Transport of Ions Across Adsorbed Monolayers at the Amalgam | Water and Calomel | Water Interfaces

Abstract

In order to understand the physical processes of ion transport across thin membranes we have studied the transport of ions (K+, Na+, Cs+, Cl−) across monolayers of n-alkyl quaternary ammonium salts, with alkyl chain lengths from 10–18 carbon atoms, adsorbed at the amalgam/water interface. The amalgams were formed from potassium, sodium and cesium chlorides in 0.1 N solution at 25°C. Galvanostatic measurements were carried out using a stationary mercury drop electrode, a platinum counter electrode and a silver-silver chloride reference electrode. Quaternary ammonium compounds with alkyl chain lengths of 10, 14 and 16 carbon atoms did not develop measurable potential differences across their monolayers for both cathodic and anodic currents. Trimethyl octadecyl ammonium chloride adsorbed at the amalgam/water interface developed a potential difference of about 300 mV for cathodic currents, although no specificity was observed among the various cations.

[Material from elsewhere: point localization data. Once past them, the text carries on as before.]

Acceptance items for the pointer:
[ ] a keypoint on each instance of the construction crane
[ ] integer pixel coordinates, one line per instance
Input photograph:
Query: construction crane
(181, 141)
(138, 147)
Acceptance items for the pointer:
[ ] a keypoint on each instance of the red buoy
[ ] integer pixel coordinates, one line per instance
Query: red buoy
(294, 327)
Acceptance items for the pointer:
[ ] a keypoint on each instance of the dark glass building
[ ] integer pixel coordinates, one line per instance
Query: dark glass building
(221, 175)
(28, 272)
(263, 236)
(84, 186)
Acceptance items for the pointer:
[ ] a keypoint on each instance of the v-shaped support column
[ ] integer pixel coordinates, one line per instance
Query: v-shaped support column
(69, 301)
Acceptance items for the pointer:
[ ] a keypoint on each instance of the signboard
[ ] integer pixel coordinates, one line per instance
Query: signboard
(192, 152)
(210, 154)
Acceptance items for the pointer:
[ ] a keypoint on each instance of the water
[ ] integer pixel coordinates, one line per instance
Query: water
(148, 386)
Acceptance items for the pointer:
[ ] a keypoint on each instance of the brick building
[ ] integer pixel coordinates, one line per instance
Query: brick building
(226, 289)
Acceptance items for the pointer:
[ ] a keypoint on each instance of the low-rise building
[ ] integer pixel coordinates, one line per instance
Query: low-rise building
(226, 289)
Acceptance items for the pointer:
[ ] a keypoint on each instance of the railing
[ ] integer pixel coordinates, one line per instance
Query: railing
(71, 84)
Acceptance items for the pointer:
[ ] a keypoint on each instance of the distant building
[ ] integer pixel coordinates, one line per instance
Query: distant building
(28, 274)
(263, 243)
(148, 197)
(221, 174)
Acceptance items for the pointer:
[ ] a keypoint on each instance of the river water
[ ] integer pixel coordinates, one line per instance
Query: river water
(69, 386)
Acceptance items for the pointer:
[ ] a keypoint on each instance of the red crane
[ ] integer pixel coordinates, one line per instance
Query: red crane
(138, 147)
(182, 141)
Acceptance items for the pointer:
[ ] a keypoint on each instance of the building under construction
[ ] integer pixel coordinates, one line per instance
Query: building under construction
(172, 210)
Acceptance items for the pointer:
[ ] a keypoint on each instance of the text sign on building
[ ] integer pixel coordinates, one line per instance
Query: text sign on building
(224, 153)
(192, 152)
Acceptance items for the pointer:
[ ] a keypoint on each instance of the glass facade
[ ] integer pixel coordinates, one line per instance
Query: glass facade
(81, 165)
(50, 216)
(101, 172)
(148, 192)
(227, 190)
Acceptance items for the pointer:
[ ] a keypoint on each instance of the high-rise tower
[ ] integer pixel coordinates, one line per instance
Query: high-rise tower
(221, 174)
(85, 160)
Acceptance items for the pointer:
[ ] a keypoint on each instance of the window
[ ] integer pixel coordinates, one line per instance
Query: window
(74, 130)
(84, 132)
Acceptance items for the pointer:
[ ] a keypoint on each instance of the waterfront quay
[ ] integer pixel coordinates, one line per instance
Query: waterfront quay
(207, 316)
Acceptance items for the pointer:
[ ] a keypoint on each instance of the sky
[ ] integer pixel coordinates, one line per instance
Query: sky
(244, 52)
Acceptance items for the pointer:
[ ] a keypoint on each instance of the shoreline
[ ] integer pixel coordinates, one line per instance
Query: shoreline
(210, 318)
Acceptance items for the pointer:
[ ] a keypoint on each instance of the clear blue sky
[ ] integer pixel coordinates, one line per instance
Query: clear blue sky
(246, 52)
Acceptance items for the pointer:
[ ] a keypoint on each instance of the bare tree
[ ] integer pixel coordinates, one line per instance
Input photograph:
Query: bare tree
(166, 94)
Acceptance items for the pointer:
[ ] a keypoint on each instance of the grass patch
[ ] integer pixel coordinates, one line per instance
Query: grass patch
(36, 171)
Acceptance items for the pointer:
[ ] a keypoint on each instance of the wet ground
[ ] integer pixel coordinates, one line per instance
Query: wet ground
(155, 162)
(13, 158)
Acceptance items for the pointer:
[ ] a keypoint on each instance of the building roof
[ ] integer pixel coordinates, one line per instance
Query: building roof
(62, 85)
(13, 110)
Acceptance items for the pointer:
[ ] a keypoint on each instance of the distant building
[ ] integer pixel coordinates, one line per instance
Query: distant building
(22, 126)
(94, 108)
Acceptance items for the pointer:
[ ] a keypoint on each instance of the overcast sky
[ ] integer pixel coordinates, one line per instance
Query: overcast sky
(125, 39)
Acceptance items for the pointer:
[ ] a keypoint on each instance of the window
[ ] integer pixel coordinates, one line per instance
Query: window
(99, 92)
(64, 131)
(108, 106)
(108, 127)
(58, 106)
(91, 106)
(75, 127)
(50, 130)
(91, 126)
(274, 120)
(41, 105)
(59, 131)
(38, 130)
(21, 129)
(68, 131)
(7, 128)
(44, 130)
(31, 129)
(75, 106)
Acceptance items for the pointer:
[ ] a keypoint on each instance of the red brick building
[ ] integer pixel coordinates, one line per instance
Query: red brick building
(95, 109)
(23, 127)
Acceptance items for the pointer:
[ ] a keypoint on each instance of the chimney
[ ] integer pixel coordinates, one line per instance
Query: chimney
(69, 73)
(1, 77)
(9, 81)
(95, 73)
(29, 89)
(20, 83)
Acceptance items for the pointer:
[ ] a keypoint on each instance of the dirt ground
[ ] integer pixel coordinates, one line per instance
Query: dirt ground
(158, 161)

An anodic oxidation current across a monolayer of trimethyl octadecyl ammonium chloride developed a potential difference of about 250 mV for transport of Na+ and K+, and 97 mV for the transport of Cs+. The transport of Na+ and K+, but not Cs+, across adsorbed monolayers of trimethyl octadecyl ammonium chloride, developed sustained oscillations in the potential difference across the monolayer, between 0 and 240 mV, and at a frequency varying between 1 and 4 Hz during the anodic oxidation of the amalgams. With the same technique we studied the ionic transport of Cl− across adsorbed monolayers of trimethyl octadecyl ammonium chloride and trimethyl oleyl ammonium chloride adsorbed at the calomel/water interface. The trimethyl octadecyl ammonium chloride developed a higher potential difference than the unsaturated compound. The potential differences developed across the various adsorbed monolayers for the transport of cations and anions reflect differences in their ionic permeabilities.